The 2013 UEFA Women’s Euro kicks off on Wednesday, July 10 in Sweden, the host nation. For viewers in the United States, all games will be shown live on ESPN3.

The venues for the Championship will include the 30,000 seater Friends Arena, which will host the final on July 28. Gamla Ullevi will also host three group matches and one semi-final, Nya Parken will also hold a number of group matches with the other semi-final. The quarter-finals and other group matches will be played in Guldfågeln Arena, Myresjöhus Arena, Arena Linköping and Örjans Vall.

The Germans will be looking to win their eighth title following their Euro 2009 success in Finland, but England will be keen to win their first Euro title after coming so close in the competition four years ago.

England, ranked seventh in the world, kick off their Euro 2013 against Spain on July 12 and will compete in the same group as France and Russia. Group C could be labeled as the hardest group in the tournament, with France becoming one of the most dominant nations of late. The Euro 2009 quarter-finalists were also impressive in the 2011 World Cup, finishing fourth under Bruno Bini. Russia’s best result in the European Championships is the quarter-finals but they will be fortunate to reach that far this year with the group they’ve been given, the side didn’t qualify for the World Cup in 2011 and have had a replacement coach since. However, Russia’s warm-up matches for the competition have been fairly successful, having only lost once since February.

Germany, one of the most successful teams in women’s football, will begin their campaign against the Netherlands at Växjö Arena. The two nations will compete in Group B with Iceland and Norway. It will be Iceland’s second time in the Euro’s, having competed in the Championship for the first time in 2009. In contrast, Norway are former European, World and Olympic champions and thus one of the most successful national teams

The first match of the tournament will be Italy vs Finland on July 10 at Örjans Vall.

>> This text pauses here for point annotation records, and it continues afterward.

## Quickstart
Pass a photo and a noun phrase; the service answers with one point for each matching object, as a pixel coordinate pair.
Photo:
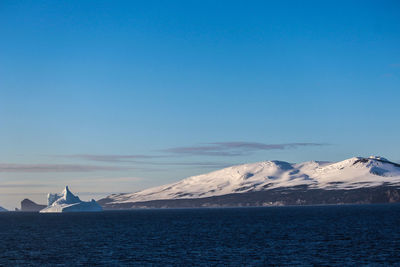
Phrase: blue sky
(111, 96)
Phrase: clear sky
(117, 96)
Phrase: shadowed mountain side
(275, 197)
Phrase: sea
(296, 236)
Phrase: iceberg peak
(68, 202)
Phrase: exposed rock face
(274, 197)
(355, 180)
(29, 205)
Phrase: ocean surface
(313, 235)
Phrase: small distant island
(357, 180)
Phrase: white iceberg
(68, 202)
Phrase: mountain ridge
(350, 174)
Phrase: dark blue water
(323, 235)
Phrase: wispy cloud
(22, 185)
(12, 167)
(141, 160)
(234, 148)
(110, 158)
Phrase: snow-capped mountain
(353, 173)
(68, 202)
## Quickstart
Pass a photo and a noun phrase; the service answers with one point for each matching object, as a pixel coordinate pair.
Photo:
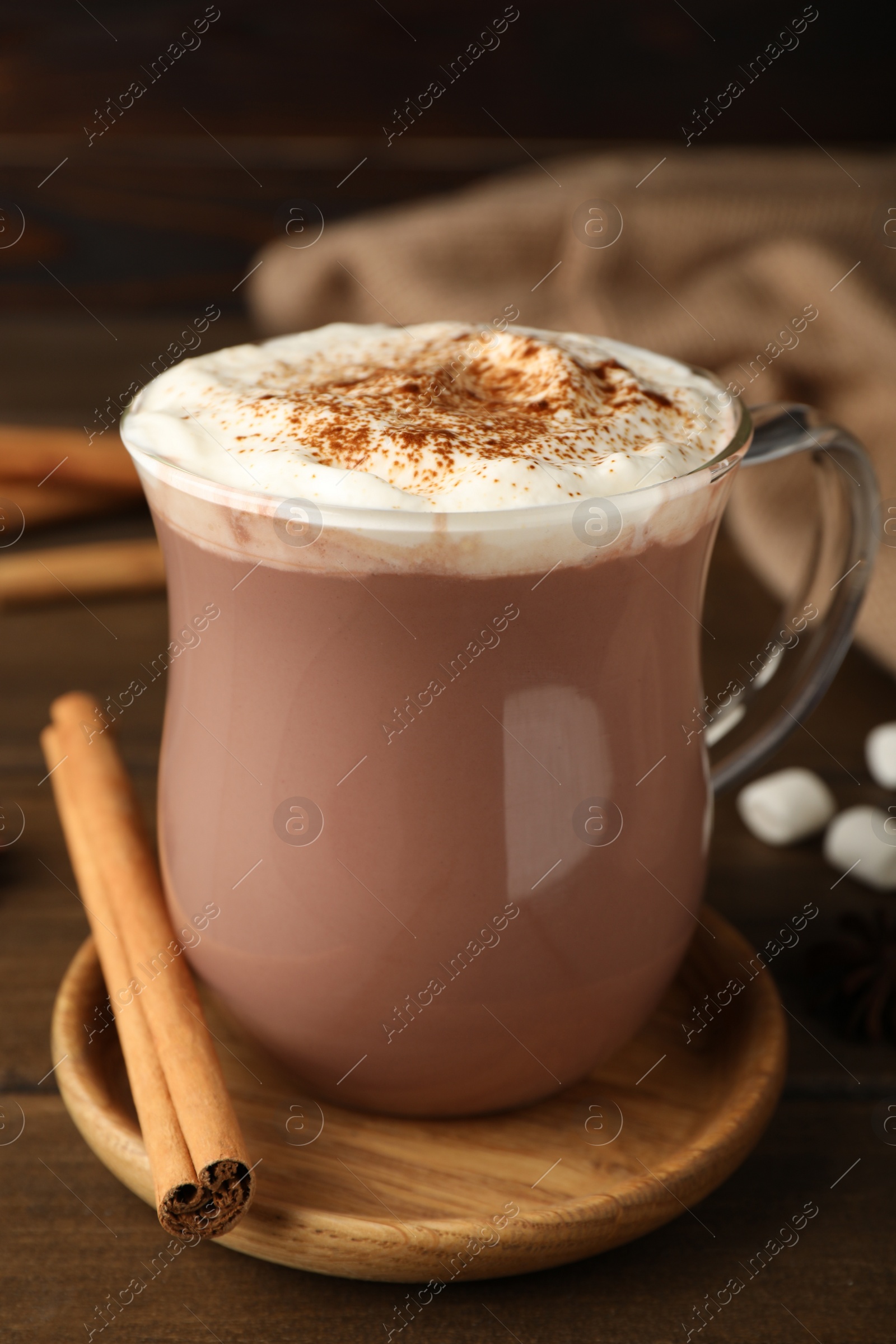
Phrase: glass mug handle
(781, 431)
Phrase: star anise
(853, 979)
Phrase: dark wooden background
(281, 101)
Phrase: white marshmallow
(864, 841)
(880, 754)
(786, 807)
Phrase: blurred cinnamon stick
(113, 832)
(180, 1200)
(97, 569)
(65, 458)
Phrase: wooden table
(70, 1234)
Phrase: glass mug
(444, 780)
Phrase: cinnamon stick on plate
(62, 455)
(109, 818)
(179, 1197)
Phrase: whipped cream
(441, 417)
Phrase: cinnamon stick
(117, 841)
(52, 503)
(99, 569)
(62, 455)
(180, 1200)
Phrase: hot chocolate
(429, 761)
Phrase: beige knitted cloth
(719, 252)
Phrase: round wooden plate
(381, 1198)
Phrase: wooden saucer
(379, 1198)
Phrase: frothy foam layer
(441, 417)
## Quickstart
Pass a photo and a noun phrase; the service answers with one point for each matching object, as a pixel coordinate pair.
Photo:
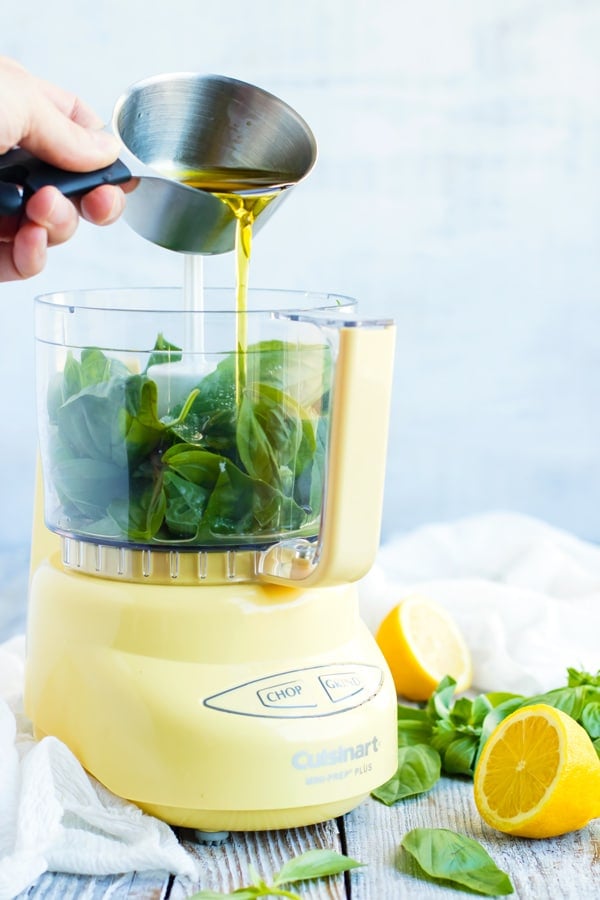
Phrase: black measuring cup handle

The Italians reached the quarter-finals of Euro 2009 and have looked strong under fairly new manager Antonio Cabrini, having remained unbeaten during the qualifying rounds for Euro 2013.

Italy and Finland will share Group A with tournament hosts Sweden and Denmark, who have failed to have much of an impact on women’s football in recent years. The Sweden international side have been granted with hugely generous funds to help develop the side, they are currently ranked sixth in the world, which is also their lowest ever FIFA ranking.

The 2013 Championship will be the final time the competition is held with just twelve teams. From 2017 onwards, 16 teams will compete.